Wardriving: Mobile Wireless Security Auditing
Wardriving is an activity that employs mobile hardware and reconnaissance software in a moving vehicle to search for and plot wireless networks to a GPS grid. This is a moderately inexpensive hobby that really only requires a USB GPS receiver and, optionally, an external wireless card. The software available to you varies by operating system, but popular choices include Kismet, Kismac, WIGLEWIFI and Vistumbler. These applications essentially pull SSID information from your wireless card and combines GPS coordinates from the receiver, and then exports this data to .gps or .kml files. Using this method enthusiasts across the globe have managed to contribute information on over 400 million wireless networks over at wigle.net.
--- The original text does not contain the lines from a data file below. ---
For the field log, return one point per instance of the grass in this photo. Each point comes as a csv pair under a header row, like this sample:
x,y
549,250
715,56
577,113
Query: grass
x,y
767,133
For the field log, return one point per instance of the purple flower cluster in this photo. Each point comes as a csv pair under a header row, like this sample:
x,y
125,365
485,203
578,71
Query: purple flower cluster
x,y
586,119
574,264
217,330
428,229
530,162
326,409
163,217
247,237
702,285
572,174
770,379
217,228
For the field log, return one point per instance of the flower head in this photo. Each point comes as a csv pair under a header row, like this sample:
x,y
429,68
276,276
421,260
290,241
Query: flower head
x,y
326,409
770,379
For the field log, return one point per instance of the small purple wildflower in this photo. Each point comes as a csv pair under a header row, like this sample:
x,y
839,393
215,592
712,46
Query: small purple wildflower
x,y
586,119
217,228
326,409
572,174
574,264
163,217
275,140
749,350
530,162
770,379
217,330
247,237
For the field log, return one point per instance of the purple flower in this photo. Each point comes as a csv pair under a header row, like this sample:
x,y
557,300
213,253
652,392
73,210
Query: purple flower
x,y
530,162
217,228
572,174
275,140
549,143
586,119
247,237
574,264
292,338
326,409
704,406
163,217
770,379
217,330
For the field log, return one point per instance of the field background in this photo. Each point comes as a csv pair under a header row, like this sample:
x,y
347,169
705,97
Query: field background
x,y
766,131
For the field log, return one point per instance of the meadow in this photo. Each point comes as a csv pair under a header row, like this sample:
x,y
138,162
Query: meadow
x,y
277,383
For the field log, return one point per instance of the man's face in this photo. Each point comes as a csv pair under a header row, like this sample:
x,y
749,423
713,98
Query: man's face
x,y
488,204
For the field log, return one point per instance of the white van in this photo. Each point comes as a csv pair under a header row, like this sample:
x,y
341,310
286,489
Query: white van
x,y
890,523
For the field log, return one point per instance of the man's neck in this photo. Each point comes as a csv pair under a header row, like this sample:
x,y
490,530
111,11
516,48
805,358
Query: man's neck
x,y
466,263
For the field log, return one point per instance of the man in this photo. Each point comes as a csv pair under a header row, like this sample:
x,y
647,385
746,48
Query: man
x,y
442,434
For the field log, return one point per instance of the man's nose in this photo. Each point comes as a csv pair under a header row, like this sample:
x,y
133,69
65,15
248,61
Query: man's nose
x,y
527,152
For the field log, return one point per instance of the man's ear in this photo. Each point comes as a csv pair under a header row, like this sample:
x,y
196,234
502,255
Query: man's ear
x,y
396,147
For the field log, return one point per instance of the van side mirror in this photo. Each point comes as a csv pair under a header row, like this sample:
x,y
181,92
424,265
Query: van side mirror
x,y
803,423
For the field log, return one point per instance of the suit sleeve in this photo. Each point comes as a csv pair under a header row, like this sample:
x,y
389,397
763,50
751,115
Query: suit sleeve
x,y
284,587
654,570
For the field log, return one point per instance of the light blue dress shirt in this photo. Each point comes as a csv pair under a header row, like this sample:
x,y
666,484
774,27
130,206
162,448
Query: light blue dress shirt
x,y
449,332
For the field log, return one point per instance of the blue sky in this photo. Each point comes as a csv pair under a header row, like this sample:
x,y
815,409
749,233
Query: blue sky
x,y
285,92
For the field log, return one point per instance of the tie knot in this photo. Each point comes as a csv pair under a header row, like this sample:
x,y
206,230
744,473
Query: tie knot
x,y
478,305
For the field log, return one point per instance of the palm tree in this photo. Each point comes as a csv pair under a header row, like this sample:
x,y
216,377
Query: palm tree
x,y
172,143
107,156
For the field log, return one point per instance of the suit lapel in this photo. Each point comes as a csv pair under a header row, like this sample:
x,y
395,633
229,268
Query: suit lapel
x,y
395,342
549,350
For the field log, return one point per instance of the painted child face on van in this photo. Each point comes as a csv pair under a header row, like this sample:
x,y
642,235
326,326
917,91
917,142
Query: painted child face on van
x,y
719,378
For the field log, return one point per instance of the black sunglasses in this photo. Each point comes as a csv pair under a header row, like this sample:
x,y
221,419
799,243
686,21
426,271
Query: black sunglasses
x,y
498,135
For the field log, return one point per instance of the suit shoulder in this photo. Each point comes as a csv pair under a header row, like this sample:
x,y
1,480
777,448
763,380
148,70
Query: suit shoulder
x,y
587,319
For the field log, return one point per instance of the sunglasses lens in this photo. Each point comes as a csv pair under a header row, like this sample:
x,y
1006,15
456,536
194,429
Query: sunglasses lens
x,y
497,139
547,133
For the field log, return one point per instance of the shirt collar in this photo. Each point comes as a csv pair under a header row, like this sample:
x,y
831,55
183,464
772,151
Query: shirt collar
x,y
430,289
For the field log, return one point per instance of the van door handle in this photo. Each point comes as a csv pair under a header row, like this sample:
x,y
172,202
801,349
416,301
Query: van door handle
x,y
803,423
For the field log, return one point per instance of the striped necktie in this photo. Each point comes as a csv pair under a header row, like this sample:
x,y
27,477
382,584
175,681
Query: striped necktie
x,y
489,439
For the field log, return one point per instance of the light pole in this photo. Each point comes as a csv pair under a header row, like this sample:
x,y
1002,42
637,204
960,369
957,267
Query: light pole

While you’re shopping for your hardware try to find a wireless card that will have exceptionally good range, and a GPS receiver that utilizes WAAS for especially accurate results. Once you’ve got everything in hand, take some time to research your state or local laws, as having any sort of screen in view of yourself as a driver can have legal repercussions. Once you’ve got everything installed, your setup may look something like this:
I’ve also seen especially mobile versions of this that use raspberry pis attached to mobile battery packs. Before you hit the road you should take it for a test run in your living room just to make sure all the information you’ll need is being aggregated appropriately. I used Vistumbler, but the information you see will likely be very similar:
From a single pane, I’ve got insight such as AP MAC addresses, SSID names, wireless/security/encryption protocols being used, latitude and longitude coordinates, and hardware models. With all of this in hand, I can then export everything to a GPS file where each network will be plotted appropriately:
In a short 15-minute drive through a neighboring town I was able to pick up about 1,200 signals. I could return home and sift through that information looking for poorly configured and exploitable routers. A malicious actor could combine this information with vendor security advisories to gain a foothold in home and business networks.